良かった。あの家じゃない。あれは夢。もう戻ることのない過去。


泣きながら目覚めるのはもう、慣れっこになってしまった。

そういえば昨日、歯磨きしながら『ミーナちゃん一派』からさんざん嫌味を言われたんだった。

眠る前に嫌なことがあると、どうしても夢見が悪くなってしまう。

そして、悪い夢のほとんどがあの頃……ちしま学園に来る前のこと。


カウンセラーの高橋先生は、以前わたしに教えてくれた。


「それはね、トラウマって言うんだ。ちーちゃんは辛い体験をして、目には見えない傷を負ってここに来た。

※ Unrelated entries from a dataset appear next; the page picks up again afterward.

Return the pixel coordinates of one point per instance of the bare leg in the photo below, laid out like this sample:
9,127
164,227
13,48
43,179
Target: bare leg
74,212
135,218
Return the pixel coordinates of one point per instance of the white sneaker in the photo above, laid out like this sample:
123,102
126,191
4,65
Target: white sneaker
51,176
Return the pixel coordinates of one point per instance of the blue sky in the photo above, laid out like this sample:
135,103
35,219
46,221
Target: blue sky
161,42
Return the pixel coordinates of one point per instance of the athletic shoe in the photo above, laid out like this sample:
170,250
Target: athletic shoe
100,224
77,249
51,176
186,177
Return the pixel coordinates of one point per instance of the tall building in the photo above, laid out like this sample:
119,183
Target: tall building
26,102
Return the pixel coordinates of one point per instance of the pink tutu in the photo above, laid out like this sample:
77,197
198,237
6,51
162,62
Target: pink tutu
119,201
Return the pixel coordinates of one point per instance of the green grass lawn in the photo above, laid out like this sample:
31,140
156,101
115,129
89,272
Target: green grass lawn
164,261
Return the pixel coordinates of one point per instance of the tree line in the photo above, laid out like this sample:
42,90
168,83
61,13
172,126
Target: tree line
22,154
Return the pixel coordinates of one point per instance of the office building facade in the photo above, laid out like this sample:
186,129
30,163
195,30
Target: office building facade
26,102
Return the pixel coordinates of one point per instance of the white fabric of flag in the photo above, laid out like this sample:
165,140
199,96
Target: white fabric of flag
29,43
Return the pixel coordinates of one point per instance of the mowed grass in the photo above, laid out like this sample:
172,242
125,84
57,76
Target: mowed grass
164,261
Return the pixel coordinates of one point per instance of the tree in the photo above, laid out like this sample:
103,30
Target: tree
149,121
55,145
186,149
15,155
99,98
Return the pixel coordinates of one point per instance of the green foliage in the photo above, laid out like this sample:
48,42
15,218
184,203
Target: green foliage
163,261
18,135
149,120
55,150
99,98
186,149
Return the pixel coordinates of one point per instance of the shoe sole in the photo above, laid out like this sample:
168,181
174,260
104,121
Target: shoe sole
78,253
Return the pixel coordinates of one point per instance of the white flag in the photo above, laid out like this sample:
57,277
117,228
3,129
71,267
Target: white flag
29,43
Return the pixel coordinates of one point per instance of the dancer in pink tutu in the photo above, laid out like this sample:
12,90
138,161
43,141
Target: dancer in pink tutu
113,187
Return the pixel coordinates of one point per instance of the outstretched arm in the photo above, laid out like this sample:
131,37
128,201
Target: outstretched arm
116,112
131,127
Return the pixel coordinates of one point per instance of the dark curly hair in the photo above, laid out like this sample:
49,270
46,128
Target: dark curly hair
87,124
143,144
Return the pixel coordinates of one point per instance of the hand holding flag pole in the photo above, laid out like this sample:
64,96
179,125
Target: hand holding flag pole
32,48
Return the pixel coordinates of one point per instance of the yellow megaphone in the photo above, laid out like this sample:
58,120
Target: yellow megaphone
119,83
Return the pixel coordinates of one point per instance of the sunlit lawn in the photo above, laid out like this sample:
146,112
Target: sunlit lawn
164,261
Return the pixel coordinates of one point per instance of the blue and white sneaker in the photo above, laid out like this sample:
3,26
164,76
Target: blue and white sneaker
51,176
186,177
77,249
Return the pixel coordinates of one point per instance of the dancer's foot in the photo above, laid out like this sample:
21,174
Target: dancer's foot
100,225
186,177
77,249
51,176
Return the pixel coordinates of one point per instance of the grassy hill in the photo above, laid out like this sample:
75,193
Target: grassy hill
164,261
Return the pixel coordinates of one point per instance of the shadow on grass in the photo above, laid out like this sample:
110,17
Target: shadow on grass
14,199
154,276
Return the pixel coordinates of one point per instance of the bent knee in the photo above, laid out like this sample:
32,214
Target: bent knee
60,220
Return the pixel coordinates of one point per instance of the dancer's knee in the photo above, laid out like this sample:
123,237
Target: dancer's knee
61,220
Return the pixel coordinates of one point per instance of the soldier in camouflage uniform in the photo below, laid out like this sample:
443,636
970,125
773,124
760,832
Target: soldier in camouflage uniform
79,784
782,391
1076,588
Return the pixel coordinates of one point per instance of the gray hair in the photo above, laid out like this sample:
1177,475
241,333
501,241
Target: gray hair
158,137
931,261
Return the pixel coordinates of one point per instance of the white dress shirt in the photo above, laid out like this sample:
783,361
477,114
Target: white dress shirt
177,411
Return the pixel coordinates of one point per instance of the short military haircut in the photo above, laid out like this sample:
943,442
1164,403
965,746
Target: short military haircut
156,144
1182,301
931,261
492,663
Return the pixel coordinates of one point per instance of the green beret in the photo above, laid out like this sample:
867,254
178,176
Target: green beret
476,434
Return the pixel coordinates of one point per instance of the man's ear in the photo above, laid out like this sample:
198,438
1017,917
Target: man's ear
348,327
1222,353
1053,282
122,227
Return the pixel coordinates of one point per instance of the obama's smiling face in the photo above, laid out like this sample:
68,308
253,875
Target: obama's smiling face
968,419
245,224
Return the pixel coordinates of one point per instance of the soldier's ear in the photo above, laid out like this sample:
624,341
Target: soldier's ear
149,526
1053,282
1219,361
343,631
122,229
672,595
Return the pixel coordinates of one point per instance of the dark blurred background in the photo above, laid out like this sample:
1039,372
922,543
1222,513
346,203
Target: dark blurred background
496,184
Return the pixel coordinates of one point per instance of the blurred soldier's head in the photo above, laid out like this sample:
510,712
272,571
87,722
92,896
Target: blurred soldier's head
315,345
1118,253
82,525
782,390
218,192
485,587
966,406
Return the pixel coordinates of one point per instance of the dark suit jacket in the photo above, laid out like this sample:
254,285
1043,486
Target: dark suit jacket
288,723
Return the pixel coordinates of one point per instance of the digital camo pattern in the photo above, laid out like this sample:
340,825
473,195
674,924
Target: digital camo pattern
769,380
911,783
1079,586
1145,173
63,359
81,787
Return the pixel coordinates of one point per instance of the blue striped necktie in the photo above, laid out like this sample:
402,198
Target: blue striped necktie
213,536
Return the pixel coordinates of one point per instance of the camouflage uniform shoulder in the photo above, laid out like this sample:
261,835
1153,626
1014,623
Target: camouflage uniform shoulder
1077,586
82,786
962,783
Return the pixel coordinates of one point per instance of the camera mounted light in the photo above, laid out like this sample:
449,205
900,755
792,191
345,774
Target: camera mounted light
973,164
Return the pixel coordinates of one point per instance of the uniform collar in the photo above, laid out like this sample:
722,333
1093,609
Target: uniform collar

それを治すのが高橋先生の役目なんだけど、まだ力不足で治せない。ごめんね」


高橋先生は、ちっとも悪くないのにわたしに謝ってきた。


「高橋先生が悪いわけじゃないよ。自分で治せないわたしが悪いの」


全部わたしが悪いの。生まれてきてしまったことも、何もかも。


「ちーちゃん、待っていて。君のトラウマを処理できる方法を大学院で勉強してくるから」


そう言って、高橋先生は勉強しに行ってしまった。


その代わり、穂香先生が戻ってきてくれた。